What makes the couple’s dynamic most unusual is each has to worry about the other. In the majority of racing relationships, wives are asked how they handle their husbands making a living in a dangerous occupation.

That’s why Rahal was practically bouncing off the inside walls of his flight trying to find out any information on his wife. Compounding the situation was news from the night before that short-track great and three-time Indy 500 starter Bryan Clauson had been involved in a serious crash while racing midgets in Kansas. The racing world learned Monday that Clauson did not survive. The day before, concerned husband Rahal was frantically seeking answers on the welfare of his wife.

“I was in air. … Nothing was giving me updates,” Rahal said. “I didn’t even know if they were racing or not. I’m searching all over the place, then I finally got a forum that came up and in the comments it said she had crashed. I’m trying to figure out the severity of what it was.”

As a rule, Rahal tries to attend every race where Force competes, but sometimes schedules don’t allow for the couple to be together. He’s spent enough time at NHRA tracks to understand how Funny Cars cover the quarter-mile tracks with speeds of more than 330 mph.

Knowing what it’s about doesn’t make it any easier for him to watch.

“I hate it, man,” Rahal said. “For me, they’re nerve-racking moments, for sure. Everybody says, ‘Why do you travel so much, why do you fly?’ Last week, I had a 23-hour day just to get out to Seattle and I always tell people exactly that reason. I try to make it to every single run I can, just in case. If anything would happen and you’re not there … 

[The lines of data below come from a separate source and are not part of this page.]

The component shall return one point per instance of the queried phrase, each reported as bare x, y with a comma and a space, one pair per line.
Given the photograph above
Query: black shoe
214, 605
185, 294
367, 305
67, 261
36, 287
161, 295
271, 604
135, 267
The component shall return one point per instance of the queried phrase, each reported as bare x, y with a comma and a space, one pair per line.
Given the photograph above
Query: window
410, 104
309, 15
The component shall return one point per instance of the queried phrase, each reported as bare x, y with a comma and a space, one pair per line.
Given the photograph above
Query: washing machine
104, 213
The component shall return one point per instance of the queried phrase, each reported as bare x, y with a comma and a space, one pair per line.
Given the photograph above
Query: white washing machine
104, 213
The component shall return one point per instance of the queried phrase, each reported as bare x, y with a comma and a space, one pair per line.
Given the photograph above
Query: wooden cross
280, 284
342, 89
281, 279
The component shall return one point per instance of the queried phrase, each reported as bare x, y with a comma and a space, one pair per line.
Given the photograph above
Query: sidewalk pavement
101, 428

“Of course, I had to pick on her for leaving it to when I’m not there for it to happen and put me in a tailspin. You’ve got to be there to support her at all times. It’s hard. It’s not my favorite thing to go through, I can tell you that.”

With a weekend off, Force has time to rest up. Rahal sounds like he’s going to change his plans to join her for some vacation time.

“It’s a very unfamiliar situation,” he said. “Most people in this world don’t really understand what’s that like from a husband side because they don’t have to experience that too much with their wives. Obviously for me, she’s far more than a race car driver or just another female. It’s important to me that she’s safe and luckily she is.

“She’s supposed to go on a week vacation with her family. Unfortunately, I couldn’t make it, but I think that’s going to change a little bit now. Hopefully she can relax a little.”